さらに③。たしかに成岩街道の周辺には溜池が多い。もともと河川が少なく、水が得にくい地域なのだろうか。図中で薄墨で描かれているものが溜池。とくに道路の南側に多かったのだが、それらは現在はなくなり、工場地となっている。間違ってはいなさそう。

で、ラストの④。「愛知用水」がつくられている。用水路って要するに川のことなので、ここでも橋や、斜面(土の崖によって表される)などを手がかりに用水の流れを目で追ってみよう。本来なら河川の流れは青線によって示されるが、本図では印刷の都合上黒線となっているので、判別が厳しいが。そして、周辺の土地利用を確認。うん、「畑」や「田」になっているのだ。用水路が開かれて、耕地として開発が進められた。まさにその通り。これも正文なんじゃない?

 

えっ、ちょっと待ってくれ!?全部の選択肢が正しいじゃないか?それじゃ答にならないぞ。どこが違ってたっていうんだ?全然わからん〜

 

もう一度必死で文章を追ってみる。ひっかかるキーワードを探せ。もしかして、これか?選択肢③の「消滅」だよ。「溜池群が消滅した」って言い方は、全否定だよね。全部の溜池がなくなったってことだ。つまり、逆に一つでも生き残っているものがあれば、この文が誤文となる。探してみよう。そう疑って観察してみると、あるんだよ、これが。「窯業技術センター」の「ン」のところにあるやつとか、「大曽公園」の「園」の字のすぐ右手とか、簡素な堤防(直線と土の崖の記号によって示されている)がつくられ、等高線が湾曲している部分(つまり谷)に水がためられている。薄墨で着色されている(本当の地形図ではブルーだけどね)から判別は可能。なるほど、完全な「消滅」ではなかったのか。非常に苦し紛れではあるけど、選択肢③を誤りとする。っていうか、本当にこれでいいのか?工場を造るために『消滅』させられた溜池があることは事実だぞ。あくまで、全部消えていないからって、この選択肢を誤文とみなすのは、非常に心苦しい見方であるのだが。

 

[今後の学習] で、答をみてみたら、たしかに③が正解でした。いやぁ、これは厳しいわ。とりあえず工場の地図記号は知っておかないと話にならないけど、これぐらいはみんなわかるよね。歯車の記号が工場。でも、本当なそんな知識じゃなくて、執念深い観察眼が非常に大事というわけ。これは厳しいわ。地形図問題としての出来は正直、良くないと思う。でもこういった問題を執念深く解くというメンタルの強さこそ、問われているのだな、と、つくづく思うね。

 

問4 [インプレッション] こういった交通ネタっていうのは地理A特有のもので地理B固有のものではないんだが、地理AB共通問題ならこうやって出題の可能性もあるわけですね。とはいえ、単なる中学地理の問題でもあるし、そもそも特別な知識はまるで必要としない問題でもあるし、センターっぽくないよなっていう印象。

 

[解法] 航空機を使っての輸送は、軽量高付加価値がポイント。コンパクトで値段が高いものしか運べない。大きくて安いものだと採算が取れないからね。注目はZ。半導体等電子部品、電気回路等の機器、電気計測機器などいかにも小さくて(軽くて)値段が高そうなものばかり。これを空港で取り扱われる貨物と考えて支障ないでしょう。Zが「中部国際空港の輸出品」。

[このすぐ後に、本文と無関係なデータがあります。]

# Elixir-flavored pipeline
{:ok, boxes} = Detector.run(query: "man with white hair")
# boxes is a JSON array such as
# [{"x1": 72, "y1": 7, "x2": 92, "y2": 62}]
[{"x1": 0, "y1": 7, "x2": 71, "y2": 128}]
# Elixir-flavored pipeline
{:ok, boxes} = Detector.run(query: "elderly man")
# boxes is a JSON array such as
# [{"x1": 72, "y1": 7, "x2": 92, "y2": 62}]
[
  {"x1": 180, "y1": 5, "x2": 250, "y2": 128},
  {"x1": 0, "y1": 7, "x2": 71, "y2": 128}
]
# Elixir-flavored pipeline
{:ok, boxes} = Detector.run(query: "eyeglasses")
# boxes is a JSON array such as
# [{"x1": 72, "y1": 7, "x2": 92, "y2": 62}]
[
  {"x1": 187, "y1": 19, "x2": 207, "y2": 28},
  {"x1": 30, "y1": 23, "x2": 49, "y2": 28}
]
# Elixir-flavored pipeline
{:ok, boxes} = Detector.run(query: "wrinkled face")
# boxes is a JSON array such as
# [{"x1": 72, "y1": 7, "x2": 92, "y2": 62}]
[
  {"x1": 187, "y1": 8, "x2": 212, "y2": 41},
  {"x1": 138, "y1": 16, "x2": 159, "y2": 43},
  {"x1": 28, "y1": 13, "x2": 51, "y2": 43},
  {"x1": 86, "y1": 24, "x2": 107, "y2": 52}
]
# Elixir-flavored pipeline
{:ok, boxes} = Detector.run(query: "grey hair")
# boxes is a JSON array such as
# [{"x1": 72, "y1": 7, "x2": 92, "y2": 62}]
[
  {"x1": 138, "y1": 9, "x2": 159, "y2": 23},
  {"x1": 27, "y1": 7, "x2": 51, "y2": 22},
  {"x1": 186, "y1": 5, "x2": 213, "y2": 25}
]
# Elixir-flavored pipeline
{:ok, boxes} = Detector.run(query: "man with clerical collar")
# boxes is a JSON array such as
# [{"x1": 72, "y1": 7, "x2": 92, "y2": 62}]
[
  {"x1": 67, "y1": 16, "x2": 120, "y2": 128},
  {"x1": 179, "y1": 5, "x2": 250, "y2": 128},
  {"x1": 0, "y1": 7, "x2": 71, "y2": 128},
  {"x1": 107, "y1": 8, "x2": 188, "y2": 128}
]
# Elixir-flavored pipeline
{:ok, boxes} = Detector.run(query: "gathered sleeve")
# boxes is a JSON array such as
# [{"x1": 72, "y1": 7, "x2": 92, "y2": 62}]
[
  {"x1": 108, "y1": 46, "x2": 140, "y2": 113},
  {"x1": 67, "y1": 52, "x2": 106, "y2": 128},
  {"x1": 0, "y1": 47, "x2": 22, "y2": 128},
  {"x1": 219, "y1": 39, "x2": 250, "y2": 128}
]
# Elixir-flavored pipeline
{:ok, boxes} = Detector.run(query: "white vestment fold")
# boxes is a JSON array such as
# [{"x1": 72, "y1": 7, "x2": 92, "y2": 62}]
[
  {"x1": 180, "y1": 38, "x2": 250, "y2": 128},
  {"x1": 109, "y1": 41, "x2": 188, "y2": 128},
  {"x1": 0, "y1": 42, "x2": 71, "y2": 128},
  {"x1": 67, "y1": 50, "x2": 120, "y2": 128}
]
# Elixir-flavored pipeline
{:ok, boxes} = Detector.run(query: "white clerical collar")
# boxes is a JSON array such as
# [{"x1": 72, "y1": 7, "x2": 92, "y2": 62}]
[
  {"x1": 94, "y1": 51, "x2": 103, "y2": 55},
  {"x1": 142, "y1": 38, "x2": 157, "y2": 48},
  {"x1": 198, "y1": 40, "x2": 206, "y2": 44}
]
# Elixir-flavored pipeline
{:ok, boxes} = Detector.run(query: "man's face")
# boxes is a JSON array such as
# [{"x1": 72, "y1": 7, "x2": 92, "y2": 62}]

さらにXとY。こちらはたしかに重そうなものばかりが並んでいるね。船舶で輸送されるものであることは間違いない。そして日本が原則として加工貿易国であり、資源を輸入して製品を輸出することに特徴があることを理解しておけば解答は容易。資源が含まれているXが「輸入」、自動車が含まれているYが「輸出」。

 

[今後の学習]中学生でもできる問題だよね(笑)。中学校の内容がしっかりマスターできていれば、センターは8割取れるってことだよね。中学地理、しっかりやっておこうぜ!

 

 

問5 [インプレッション] こうした問題が毎回一つぐらいずつ必ず出題されているよね。「当たり前やん」っていう感じでサクッと解いてもらいたいもんだが、結構このパターンを苦手にしている人もいるようで。慣れが必要かもしれないね。

 

[解法] 地形図からはわからんでしょ〜。地形図では確かに「土の崖」の記号によって斜面を表す場合もあるし、「へい」の記号もある。でもそれが土管やかめを利用しているかどうかなんていうのはちょっとわからないよね。①が誤りです。②から④はとくに問題ないでしょう。

 

[今後の学習] できる人には簡単にできるんだろうけれど、この手の問題が苦手な人にとってみれば、チンプンカンプンかもしれないね。でも過去問でこういった思考問題の出題率は低くないので、たくさん過去問を解いて、問題パターンに習熟することはできると思うよ。習うより慣れよ、ってことかもしれないね。

 

 

問6 [インプレッション]今年は36問あったんですね。ここ最近は35問が普通だったんで、ちょっと驚きですが、でもこういった難易度が低い問題が増えたならば、実質的に難易度は下がるということなので大歓迎ではあるのです。

 

[解法]そもそも問題文の中に「焼き物に使える粘土がとれた」って書いてあるんだから、ヒントどころか、答そのものが示されちゃってるよね(笑)。もちろん(カ)の答は「原料地」となります。さらに(キ)について。1事業所当たりの値は計算して求めることになる。1事業所当たりの従業者数は、全体が(5645÷182)、窯業・土石が(1481÷71)で、窯業・土石の方が少ないことがわかる。同様に1事業所当たりの出荷額は、全体が(1541億÷182)、窯業・土石が(320÷71)で、やはり窯業・土石が少ない。規模の小さな工場が多いようだ。「小さい」が該当。

 

[今後の学習] 本問については文章をしっかり読んで計算する(しかも簡単な暗算で十分)だけの問題であり、とくに対策は不要ながら、センター特有のパターンであることは間違いない。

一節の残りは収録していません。